Germanwings Airline Crash: Information On Aviation Accidents Available From The I.I.I.Insurance Information Institute

Reporters with questions about the potential insurance implications arising from the crash of German airliner Germanwings, can contact the Insurance Information Institute (I.I.I.).

Germanwings, a Cologne-based affiliate of Lufthansa, which until now had no record of fatal accidents, crashed near a ski resort in the French Alps, killing all 150 people on board. Flight 4U9525 was en route to Düsseldorf, Germany, from Barcelona, Spain, and likely included citizens of France, Spain and Turkey.

Despite the  tragic loss, commercial aviation worldwide is safe and getting safer. In 2014, more than 3.3 billion people flew safely on 38.0 million flights, according to the International Air Transport Association. There were 73 commercial aviation accidents in 2014 (on eastern and western built aircraft), down from 81 in 2013.

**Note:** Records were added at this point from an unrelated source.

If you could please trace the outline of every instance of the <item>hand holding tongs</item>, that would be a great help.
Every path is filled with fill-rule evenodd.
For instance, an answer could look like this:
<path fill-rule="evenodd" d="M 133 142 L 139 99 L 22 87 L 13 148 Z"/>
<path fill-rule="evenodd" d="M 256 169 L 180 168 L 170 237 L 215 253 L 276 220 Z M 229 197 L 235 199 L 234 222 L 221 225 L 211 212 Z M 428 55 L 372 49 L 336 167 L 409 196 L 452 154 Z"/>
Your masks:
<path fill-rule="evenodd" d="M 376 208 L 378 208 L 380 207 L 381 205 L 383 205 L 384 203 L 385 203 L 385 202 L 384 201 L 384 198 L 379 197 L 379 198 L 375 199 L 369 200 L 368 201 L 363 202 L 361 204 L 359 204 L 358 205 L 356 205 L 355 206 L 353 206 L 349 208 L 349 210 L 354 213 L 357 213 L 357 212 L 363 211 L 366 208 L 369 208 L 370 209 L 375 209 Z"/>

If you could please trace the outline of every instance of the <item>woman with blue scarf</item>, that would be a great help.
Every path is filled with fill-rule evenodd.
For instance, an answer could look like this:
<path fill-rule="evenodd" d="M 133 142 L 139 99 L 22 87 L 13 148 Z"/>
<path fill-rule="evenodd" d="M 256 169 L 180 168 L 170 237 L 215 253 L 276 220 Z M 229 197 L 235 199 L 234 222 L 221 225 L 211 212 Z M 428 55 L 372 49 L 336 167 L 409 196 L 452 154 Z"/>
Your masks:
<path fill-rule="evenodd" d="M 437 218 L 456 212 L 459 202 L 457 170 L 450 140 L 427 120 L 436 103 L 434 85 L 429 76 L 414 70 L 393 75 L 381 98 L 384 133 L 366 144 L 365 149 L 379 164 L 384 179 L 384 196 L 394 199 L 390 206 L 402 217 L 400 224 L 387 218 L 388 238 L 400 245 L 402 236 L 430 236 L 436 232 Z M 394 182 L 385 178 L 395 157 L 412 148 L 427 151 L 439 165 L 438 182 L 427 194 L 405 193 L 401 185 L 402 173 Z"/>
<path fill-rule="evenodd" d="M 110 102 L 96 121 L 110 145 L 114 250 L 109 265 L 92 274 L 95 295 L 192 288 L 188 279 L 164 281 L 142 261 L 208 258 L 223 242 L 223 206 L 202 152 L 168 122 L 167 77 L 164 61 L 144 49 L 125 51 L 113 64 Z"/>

The global accident rate (as measured by the rate of hull losses on western built jets) was 0.23 in 2014, or about one accident for every 4.4 million flights—the lowest rate in history. The 2013 accident rate was 0.41. (A hull loss is an accident in which the aircraft is destroyed or substantially damaged and is not subsequently repaired.)

Last summer, a Malaysia Airlines jet shot down over Ukraine on July 17 became the seventh deadliest crash in history, with 298 fatalities. This crash is not counted in the commercial aviation accident statistics because of the circumstances surrounding the plane’s demise. Malaysia Airlines Flight 370, which was flying to Beijing disappeared on March 8, 2014, with 239 passengers on board.

The deadliest world aviation accident was the collision of two Boeing 747 passenger planes on the runway of an airport in the Spanish island of Tenerife in 1977. The crash resulted in the deaths of 583 out of 644 passengers according to the Geneva-based Aircraft Crashes Record Office’s list of Worst Aviation Accidents.